Publicado em 2022, Babel leva-nos à Oxford de 1836 e acompanha Robin Swift, um órfão cantonês que é levado para Londres por um misterioso professor, que o treina para entrar em Babel, o prestigiado Real Instituto de Tradução da Universidade de Oxford. “No fundo, é sobre como, por vezes, aquilo que estamos a tentar desconstruir ou criticar ou derrotar é precisamente aquilo que amamos e de que queremos fazer parte, e é uma ilusão deslumbrante que gostaríamos de não ter de abandonar, mas que temos de abandonar se quisermos construir algo novo e melhor”, resume. “Desse ponto de vista, Babel termina em aberto, e tenho andado a pensar em ideias para uma possível sequela.” O que quer que seja, Kuang tenciona surpreender-nos. Foi o que fez quando passou da fantasia para a ficção literária com a A Impostora, uma sátira à indústria editorial norte-americana, pela voz de June Hayward, uma mulher branca que rouba um manuscrito a uma mulher asiática morta e o publica como se fosse seu.

“Eu gosto de muitos géneros diferentes e, na verdade, é desconcertante para mim a ideia de que há escritores capazes de escrever dentro do mesmo género uma vida inteira. Se os meus interesses mudam de semana para semana, como é que eu posso escrever o mesmo género de história para sempre?”, pergunta-nos, provocatória. “Quando comecei a escrever A Impostora, estava a ler imensa ficção contemporânea sobre a forma como nos relacionamos uns com os outros e fiquei com vontade de escrever uma história sobre como o fazemos na Internet. No fundo, é sobre solidão, desespero, inveja e insegurança”, diz. “Tento não dar muitas respostas, porque também não as tenho, também continuo a aprender, mas fico muito feliz quando me dizem que me leram e ficaram com vontade de investigar mais sobre determinado assunto. Acho que tudo o que quero é que o meu trabalho encoraje os leitores a fazer perguntas.”

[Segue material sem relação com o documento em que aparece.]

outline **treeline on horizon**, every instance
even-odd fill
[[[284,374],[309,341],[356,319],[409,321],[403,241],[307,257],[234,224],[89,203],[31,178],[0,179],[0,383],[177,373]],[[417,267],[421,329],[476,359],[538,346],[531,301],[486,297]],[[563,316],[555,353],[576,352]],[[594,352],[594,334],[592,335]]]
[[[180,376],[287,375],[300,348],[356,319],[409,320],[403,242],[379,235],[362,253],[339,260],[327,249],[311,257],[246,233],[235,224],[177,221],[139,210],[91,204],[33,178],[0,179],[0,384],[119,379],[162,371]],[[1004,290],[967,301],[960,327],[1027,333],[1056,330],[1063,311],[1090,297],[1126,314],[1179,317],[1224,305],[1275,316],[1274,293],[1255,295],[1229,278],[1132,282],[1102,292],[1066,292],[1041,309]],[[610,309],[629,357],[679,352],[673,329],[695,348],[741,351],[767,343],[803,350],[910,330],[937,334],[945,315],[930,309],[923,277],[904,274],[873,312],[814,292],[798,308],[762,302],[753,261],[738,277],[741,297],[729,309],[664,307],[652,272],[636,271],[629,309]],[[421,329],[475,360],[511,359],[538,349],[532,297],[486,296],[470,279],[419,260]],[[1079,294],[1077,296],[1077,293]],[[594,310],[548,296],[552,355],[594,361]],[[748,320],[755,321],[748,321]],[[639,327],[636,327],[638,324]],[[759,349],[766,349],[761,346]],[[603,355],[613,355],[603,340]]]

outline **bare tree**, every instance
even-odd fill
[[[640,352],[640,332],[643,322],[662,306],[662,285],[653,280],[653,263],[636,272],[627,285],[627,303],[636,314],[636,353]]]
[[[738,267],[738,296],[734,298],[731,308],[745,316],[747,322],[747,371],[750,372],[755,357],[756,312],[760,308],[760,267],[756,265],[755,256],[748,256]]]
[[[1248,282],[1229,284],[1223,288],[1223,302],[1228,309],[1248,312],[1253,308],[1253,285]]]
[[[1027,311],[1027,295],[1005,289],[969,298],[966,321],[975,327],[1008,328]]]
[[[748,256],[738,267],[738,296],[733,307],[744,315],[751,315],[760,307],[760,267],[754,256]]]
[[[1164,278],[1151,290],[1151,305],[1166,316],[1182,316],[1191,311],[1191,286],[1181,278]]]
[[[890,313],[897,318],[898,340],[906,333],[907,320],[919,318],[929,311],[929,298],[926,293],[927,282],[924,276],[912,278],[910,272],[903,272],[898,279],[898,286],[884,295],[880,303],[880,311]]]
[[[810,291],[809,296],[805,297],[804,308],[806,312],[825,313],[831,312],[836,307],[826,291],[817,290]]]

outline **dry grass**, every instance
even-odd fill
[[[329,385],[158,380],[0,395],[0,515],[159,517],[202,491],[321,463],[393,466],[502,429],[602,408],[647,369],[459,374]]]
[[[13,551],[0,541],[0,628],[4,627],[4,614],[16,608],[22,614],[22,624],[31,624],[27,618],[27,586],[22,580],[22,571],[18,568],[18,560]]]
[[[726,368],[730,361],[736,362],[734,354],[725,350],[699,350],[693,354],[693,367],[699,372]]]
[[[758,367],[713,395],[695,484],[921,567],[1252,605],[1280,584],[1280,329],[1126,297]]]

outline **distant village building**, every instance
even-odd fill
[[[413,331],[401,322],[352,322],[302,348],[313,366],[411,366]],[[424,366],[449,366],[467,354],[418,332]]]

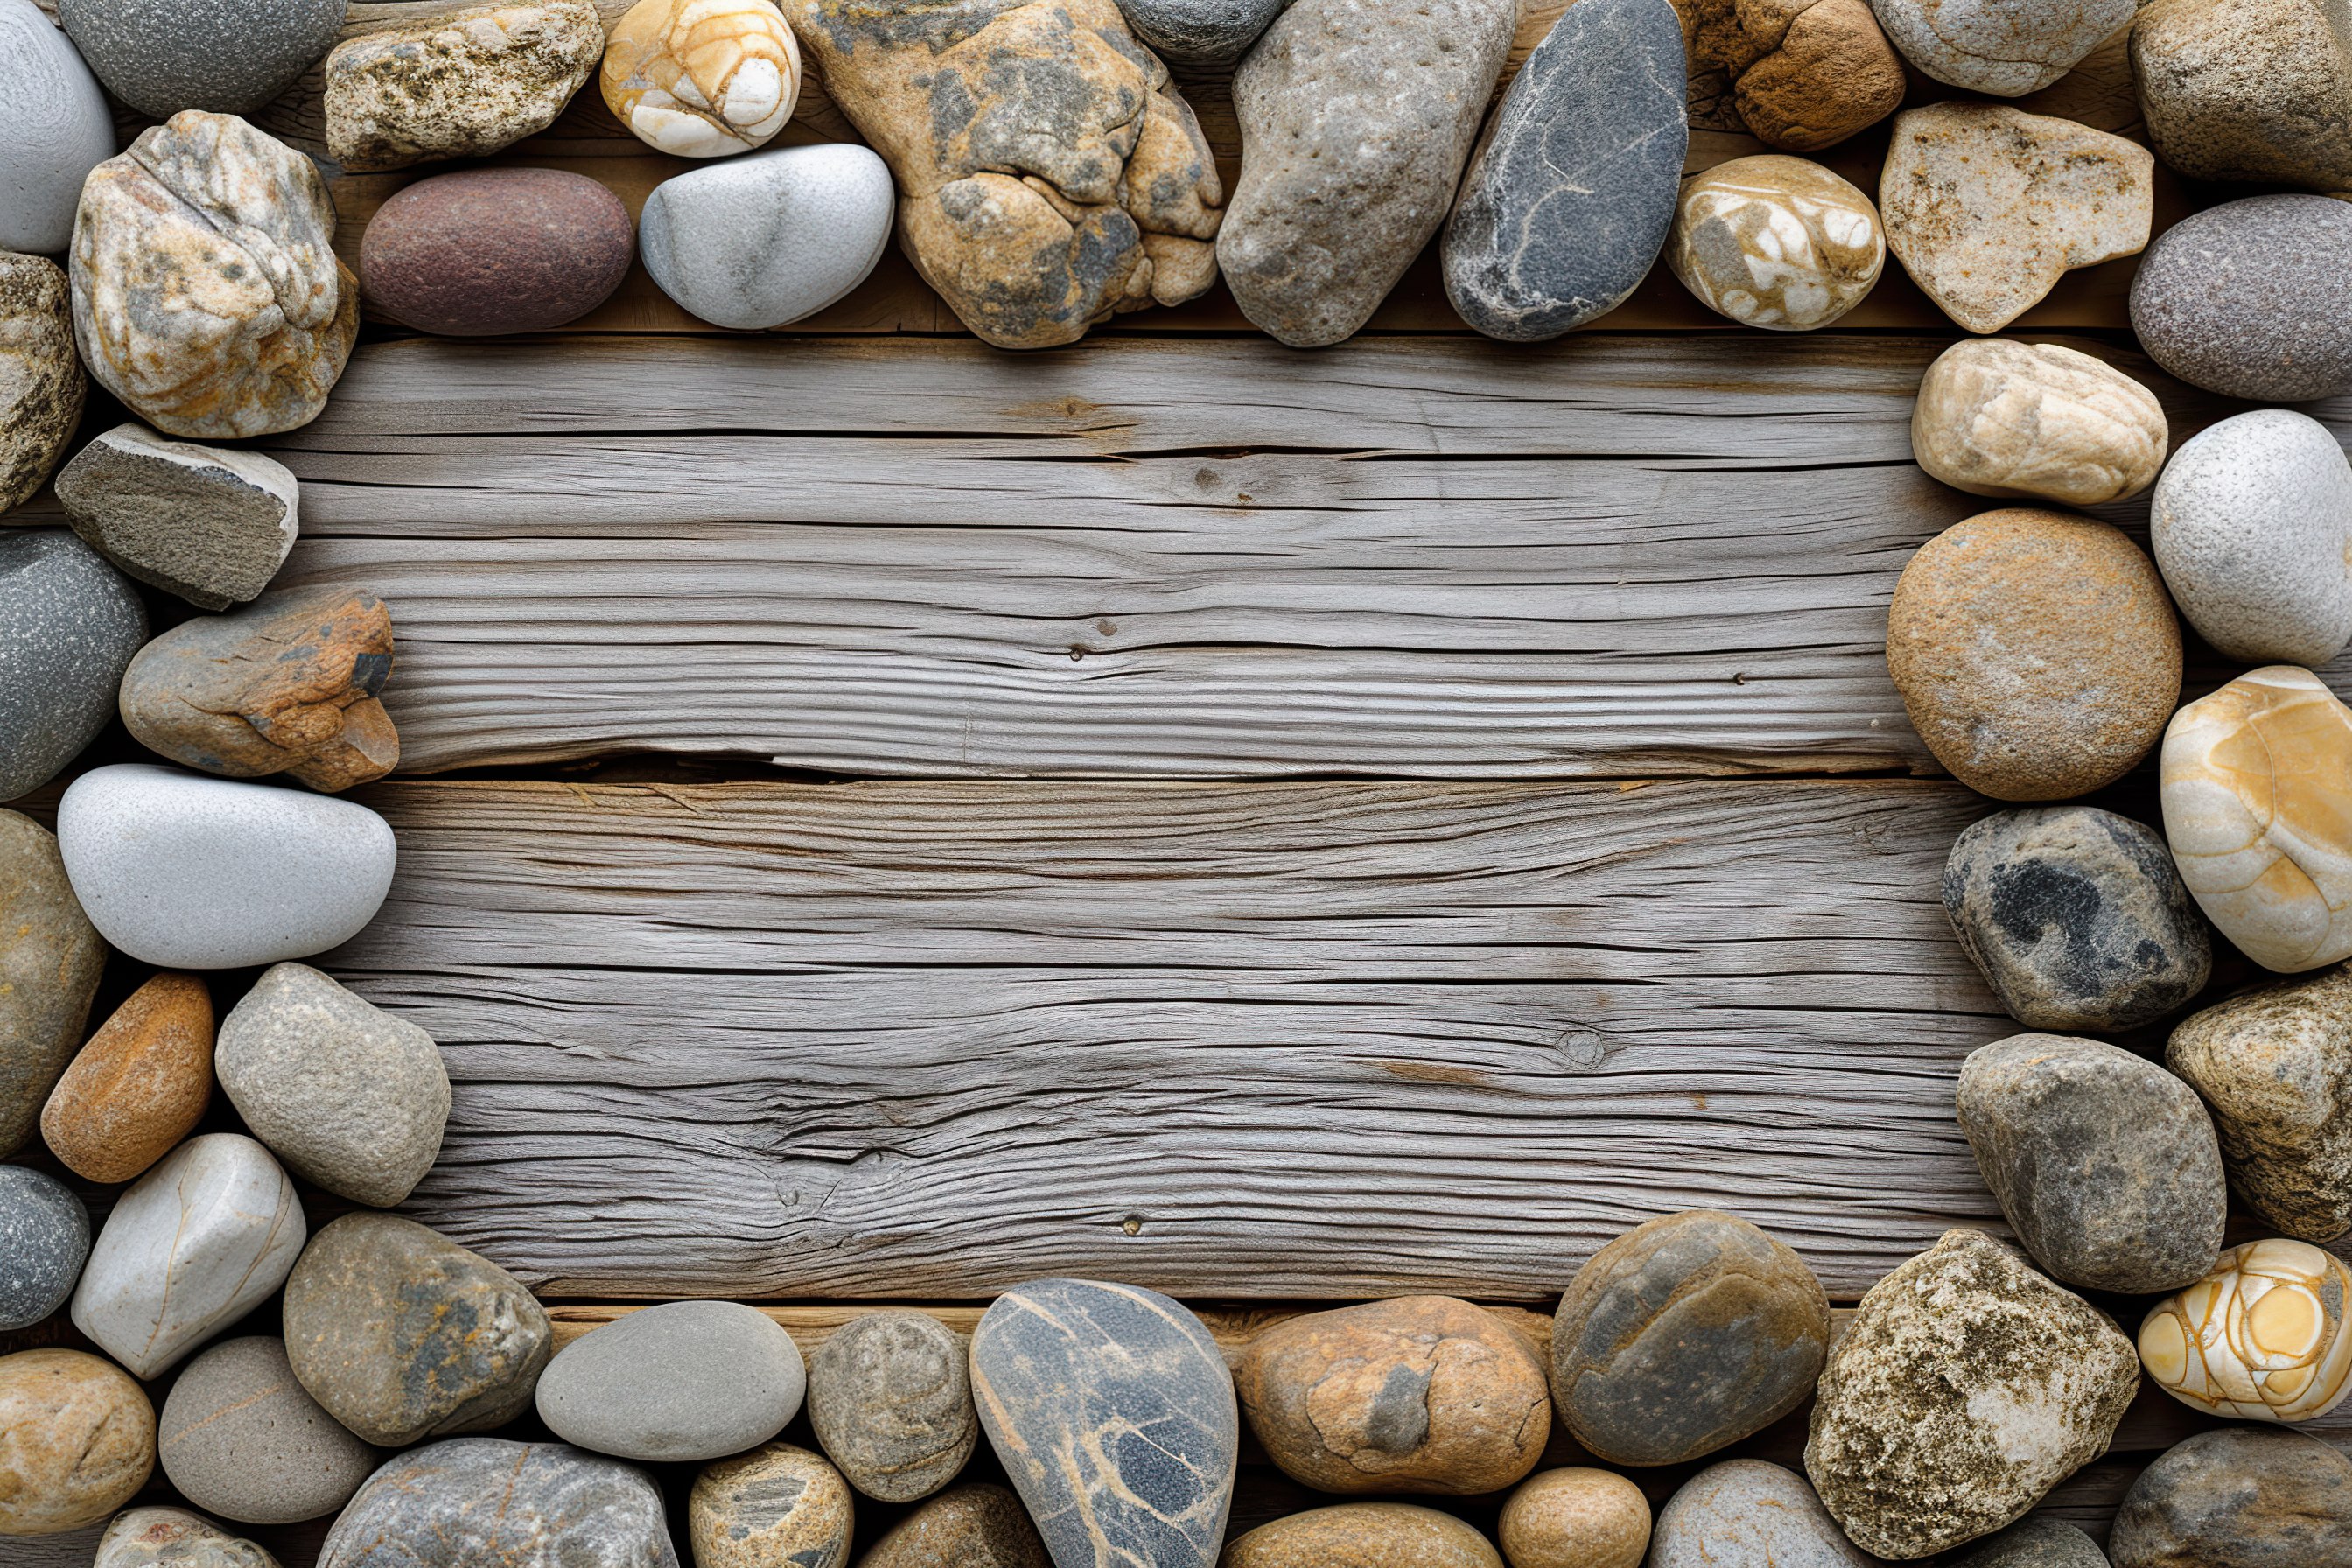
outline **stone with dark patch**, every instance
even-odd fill
[[[121,1367],[79,1351],[0,1356],[0,1540],[96,1524],[154,1468],[154,1408]]]
[[[1877,1561],[1840,1532],[1804,1477],[1763,1459],[1726,1459],[1685,1481],[1658,1511],[1648,1559],[1649,1568],[1871,1568]]]
[[[146,606],[98,552],[63,529],[0,532],[0,800],[98,739],[146,640]]]
[[[2149,358],[2224,397],[2352,389],[2352,203],[2248,196],[2191,214],[2147,247],[2131,321]]]
[[[2200,1432],[2124,1494],[2107,1555],[2115,1568],[2352,1563],[2352,1459],[2300,1432]]]
[[[114,96],[164,120],[251,114],[332,48],[344,0],[58,0],[58,19]]]
[[[299,487],[259,452],[166,440],[118,425],[74,454],[58,500],[116,566],[199,609],[269,586],[294,547]]]
[[[677,1552],[642,1470],[561,1443],[460,1437],[370,1476],[319,1568],[677,1568]]]
[[[2036,1517],[2011,1525],[1952,1568],[2107,1568],[2107,1554],[2064,1520]]]
[[[183,1367],[155,1450],[182,1497],[240,1524],[333,1513],[379,1458],[303,1391],[274,1334],[224,1340]]]
[[[1259,1525],[1225,1548],[1220,1568],[1503,1568],[1503,1560],[1452,1514],[1350,1502]]]
[[[278,1568],[278,1559],[202,1514],[134,1508],[107,1525],[90,1568]]]
[[[770,1443],[703,1467],[686,1538],[695,1568],[847,1568],[855,1503],[823,1455]]]
[[[858,1568],[1054,1568],[1021,1500],[1003,1487],[957,1487],[874,1543]]]
[[[624,1459],[721,1458],[800,1413],[800,1347],[740,1301],[666,1301],[583,1334],[539,1380],[539,1417],[569,1443]]]
[[[809,1358],[808,1413],[850,1485],[882,1502],[927,1498],[980,1441],[971,1348],[928,1312],[844,1323]]]
[[[6,29],[18,25],[0,9],[0,68],[6,64]],[[37,16],[30,25],[54,32]],[[110,130],[108,139],[112,136]],[[0,154],[0,189],[5,158]],[[67,217],[70,222],[70,208]],[[0,224],[8,221],[0,218]],[[73,294],[65,268],[47,257],[0,249],[0,512],[22,506],[48,482],[81,427],[89,394],[74,348]]]
[[[73,1189],[0,1165],[0,1330],[28,1328],[66,1304],[89,1258],[89,1211]]]
[[[1229,66],[1290,0],[1118,0],[1127,25],[1180,66]]]
[[[368,220],[368,309],[443,337],[551,331],[629,275],[636,226],[621,198],[562,169],[461,169],[402,189]]]
[[[0,556],[6,553],[0,542]],[[106,967],[49,830],[0,811],[0,1155],[33,1136],[42,1102],[73,1059]]]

O seu próximo livro, Katabasis, está previsto sair em Agosto de 2025 (ainda não há data para a edição portuguesa). Trata-se de uma fantasia sobre dois rivais académicos de Cambridge que têm de viajar até ao inferno para resgatar a alma do seu orientador. “Explora o luto, a linguagem e ideias filosóficas sobre a morte e a mortalidade. São esses os temas que estou interessada em explorar durante pelo menos os próximos dois anos. Depois disso vai depender do que eu estiver a estudar. Acho que ainda não escrevi nada digno de um prémio Booker, mas acho que esse é o prémio que continuará no horizonte para mim e algo pelo qual trabalharei.”